I can well see that further legislation on this subject is not a task that this Government would very willingly undertake—or, indeed, I would say, any Government. It was only after long deliberation and with considerable reluctance that the Conservative Government introduced the Commonwealth Immigrants Bill. But we came then to the conclusion that it was our duty to do it, and I suggest that it is the duty of the present Government to amend that Act, and to do so without delay so as to stop evasion which it is clearly within our power to stop. I believe it is not only in our own interests, but also in the interests of the immigrants already here and all those who wish to come here, that it should be stopped, so far as we can stop it, and as soon as possible.

I have spoken for long enough. I know that there are a number of aspects on which I have not touched—for instance, the question of health examinations—but I feel I have spoken long enough. I have made the main theme of my speech the need for amending legislation, without delay, for, in my view, the need for that is urgent. It may be that we cannot, until we receive the report of this mission, completely stop evasion; but we can do a great deal about it, and that is something that can be done by us. An amendment on the lines I have suggested can be made without visits to overseas countries.
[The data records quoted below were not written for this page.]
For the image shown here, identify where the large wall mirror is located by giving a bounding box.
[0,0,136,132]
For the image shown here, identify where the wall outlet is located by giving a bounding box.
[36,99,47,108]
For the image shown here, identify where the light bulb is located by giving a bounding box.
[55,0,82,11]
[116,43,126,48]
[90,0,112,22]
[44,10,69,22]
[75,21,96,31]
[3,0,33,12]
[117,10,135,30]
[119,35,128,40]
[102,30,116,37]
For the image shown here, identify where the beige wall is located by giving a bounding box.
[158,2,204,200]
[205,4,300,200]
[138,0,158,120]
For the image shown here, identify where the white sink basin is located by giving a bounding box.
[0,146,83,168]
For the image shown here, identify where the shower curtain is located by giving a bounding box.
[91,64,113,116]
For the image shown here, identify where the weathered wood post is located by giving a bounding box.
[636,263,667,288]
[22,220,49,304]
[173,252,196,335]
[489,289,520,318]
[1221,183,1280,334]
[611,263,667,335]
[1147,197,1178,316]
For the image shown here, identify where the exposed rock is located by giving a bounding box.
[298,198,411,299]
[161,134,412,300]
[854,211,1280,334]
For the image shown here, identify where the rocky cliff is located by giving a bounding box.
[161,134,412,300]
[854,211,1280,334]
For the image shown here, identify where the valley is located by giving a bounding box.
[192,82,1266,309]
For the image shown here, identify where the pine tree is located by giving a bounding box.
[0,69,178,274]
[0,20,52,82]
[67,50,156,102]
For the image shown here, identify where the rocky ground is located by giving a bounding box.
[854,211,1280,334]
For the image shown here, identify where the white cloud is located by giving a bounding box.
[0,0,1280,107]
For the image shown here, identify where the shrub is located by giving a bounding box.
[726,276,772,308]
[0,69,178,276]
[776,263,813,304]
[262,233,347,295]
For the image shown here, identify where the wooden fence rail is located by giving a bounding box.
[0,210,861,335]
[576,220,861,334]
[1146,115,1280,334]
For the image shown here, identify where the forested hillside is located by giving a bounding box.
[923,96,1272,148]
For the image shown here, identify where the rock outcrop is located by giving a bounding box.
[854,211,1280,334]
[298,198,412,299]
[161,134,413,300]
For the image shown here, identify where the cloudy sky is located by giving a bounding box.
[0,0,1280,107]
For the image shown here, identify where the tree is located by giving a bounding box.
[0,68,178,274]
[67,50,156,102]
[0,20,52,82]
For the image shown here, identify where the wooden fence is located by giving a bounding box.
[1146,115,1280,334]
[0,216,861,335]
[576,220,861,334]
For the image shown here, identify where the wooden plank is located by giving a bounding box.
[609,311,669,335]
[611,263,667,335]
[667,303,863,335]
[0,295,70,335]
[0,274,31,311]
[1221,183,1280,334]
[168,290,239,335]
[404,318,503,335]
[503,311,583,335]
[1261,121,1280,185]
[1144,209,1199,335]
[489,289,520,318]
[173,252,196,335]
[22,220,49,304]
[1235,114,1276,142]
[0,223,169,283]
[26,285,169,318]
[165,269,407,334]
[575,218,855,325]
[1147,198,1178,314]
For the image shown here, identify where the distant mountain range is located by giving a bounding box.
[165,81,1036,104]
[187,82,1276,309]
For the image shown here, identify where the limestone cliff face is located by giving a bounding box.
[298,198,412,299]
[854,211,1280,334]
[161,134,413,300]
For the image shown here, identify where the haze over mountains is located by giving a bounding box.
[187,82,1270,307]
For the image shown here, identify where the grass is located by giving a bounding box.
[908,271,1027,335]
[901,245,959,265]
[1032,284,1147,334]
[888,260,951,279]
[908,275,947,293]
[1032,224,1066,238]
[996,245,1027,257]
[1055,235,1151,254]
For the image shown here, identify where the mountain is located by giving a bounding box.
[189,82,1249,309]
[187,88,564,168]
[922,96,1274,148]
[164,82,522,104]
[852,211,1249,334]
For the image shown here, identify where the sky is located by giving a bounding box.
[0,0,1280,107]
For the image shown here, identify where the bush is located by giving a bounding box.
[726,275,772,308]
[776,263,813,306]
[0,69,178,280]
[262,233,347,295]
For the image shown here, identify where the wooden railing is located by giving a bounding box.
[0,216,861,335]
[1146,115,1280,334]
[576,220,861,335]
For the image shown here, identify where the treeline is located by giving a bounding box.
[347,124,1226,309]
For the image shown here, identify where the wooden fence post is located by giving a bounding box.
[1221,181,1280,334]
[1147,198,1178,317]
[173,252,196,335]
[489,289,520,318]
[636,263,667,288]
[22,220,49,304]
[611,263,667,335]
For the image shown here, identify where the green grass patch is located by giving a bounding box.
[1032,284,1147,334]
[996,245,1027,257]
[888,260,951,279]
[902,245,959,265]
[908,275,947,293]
My Lords, may I clear up one point which I did not quite follow? That is the first of the proposals which the noble and learned Viscount put forward. Is he putting forward that there should be an overall restriction on the number of immigrants into this country, and that a figure should be fixed by the Government and no more should be allowed in?


What I was suggesting in the first proposition I put forward was that the control should be related to the number of people who intend to reside here, not just those who come here for employment. Whatever limit there may be—and a lot of factors will have to be taken into account in considering the limit—I was arguing that if it is important to control that number, if we have got to restrict immigration so as to limit the number of those who intend to reside here, ourlegislation should be geared to that—not just to employment—with the effect, if I may repeat it, that you count against the limit, whatever it is, not only the person who comes for employment but also the wives and dependants. You would against that limit count all who intended to reside here. It is a different approach from that of the 1962 Act; and, in the light of experience, I would suggest that the 1962 Act in that respect had too narrow an approach.

I have made the main theme of my speech the need for amending legislation without delay. If amending legislation is not introduced the situation may well deteriorate, and that none of us would wish to see happen. As I said at the beginning, it is not my desire to provoke controversy or engender heat in this debate. I hope that what I have said will not do so. I trust, too, that because I have said so much about the need for amending legislation it will not be thought that I do not regard the need to make proper provision for immigrants who are here as most important. That I do regard as important. But that will take a long time to accomplish, and so far as amending legislation is concerned that is something that we can deal with now. I hope we shall be told that the Government will introduce amending legislation without waiting until the mission has reported. I beg to move for Papers.